Kihyun really, really doesn’t want to see Minhyuk right now. Not with the dream he’d just had. “No thank you,” he says quickly.

“You sure?”

“Seriously,” Kihyun replies, a little snappishly — to disguise his panic. “Why are you being so nice to me?”

“I’m always nice to you, you idiot,” comes Minhyuk’s response, as self-contradictory as it is. “I’m your _best friend.”_

Despite everything, Kihyun snorts with laughter. “You’re my enemy,” he corrects. “Frenemy, at best.”
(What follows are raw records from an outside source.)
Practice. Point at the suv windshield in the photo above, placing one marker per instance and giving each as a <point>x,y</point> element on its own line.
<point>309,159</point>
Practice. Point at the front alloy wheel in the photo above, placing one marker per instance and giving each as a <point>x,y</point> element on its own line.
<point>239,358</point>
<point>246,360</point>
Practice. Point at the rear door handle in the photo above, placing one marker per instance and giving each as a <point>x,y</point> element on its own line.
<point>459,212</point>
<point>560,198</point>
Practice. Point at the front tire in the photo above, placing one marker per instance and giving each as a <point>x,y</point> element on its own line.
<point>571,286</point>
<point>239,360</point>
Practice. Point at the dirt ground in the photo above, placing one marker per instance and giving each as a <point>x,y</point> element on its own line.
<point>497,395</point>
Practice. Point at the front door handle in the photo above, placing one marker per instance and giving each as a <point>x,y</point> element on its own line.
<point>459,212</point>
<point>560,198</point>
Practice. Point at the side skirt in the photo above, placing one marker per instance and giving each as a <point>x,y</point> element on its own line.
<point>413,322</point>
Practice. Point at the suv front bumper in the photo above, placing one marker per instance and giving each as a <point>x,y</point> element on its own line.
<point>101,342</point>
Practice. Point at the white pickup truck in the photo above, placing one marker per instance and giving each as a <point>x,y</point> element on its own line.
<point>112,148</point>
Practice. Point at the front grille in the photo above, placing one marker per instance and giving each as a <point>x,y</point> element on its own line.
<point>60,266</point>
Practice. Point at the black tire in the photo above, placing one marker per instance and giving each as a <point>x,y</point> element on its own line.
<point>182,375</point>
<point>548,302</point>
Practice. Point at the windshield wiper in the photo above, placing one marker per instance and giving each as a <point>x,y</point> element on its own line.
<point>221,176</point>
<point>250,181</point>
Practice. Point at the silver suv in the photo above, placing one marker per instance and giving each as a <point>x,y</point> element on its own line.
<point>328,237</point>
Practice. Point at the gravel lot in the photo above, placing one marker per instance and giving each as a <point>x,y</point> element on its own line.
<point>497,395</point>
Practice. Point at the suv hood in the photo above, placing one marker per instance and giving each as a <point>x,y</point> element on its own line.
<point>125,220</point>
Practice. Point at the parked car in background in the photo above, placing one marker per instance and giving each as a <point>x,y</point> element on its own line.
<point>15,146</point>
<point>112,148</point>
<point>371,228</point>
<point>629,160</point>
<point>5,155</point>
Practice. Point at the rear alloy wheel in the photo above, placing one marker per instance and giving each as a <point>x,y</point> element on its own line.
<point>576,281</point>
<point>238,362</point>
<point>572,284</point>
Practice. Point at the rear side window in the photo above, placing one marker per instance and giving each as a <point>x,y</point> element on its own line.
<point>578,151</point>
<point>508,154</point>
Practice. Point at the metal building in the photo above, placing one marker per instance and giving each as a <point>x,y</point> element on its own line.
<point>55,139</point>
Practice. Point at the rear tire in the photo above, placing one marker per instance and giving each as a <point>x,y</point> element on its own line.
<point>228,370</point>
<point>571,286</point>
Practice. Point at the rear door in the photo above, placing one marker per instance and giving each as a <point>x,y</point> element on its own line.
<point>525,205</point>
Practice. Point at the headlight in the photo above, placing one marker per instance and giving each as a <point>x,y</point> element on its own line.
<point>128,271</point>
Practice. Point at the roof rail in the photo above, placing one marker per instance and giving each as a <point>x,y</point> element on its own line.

Minhyuk laughs, loud and bright and unrestrained. “Well, Changkyun is my friend,” he says, “and he for some reason likes you. So I’m keeping you alive to keep him happy.”

“Thanks, I feel so appreciated.”

“Don’t thank me yet — my loyalties to Changkyun don’t lie that deep, I’d still kill you without batting an eye — oh, shut up, it’s my turn to order.”

Kihyun rolls his eyes. He can picture Minhyuk, standing in line at some cafe, yapping away noisily at his phone. Probably dressed in his usual attire of garishly bright hoodie and ripped jeans, maybe with a bum bag slung across his body. No professional slacks or classy jumpers in sight.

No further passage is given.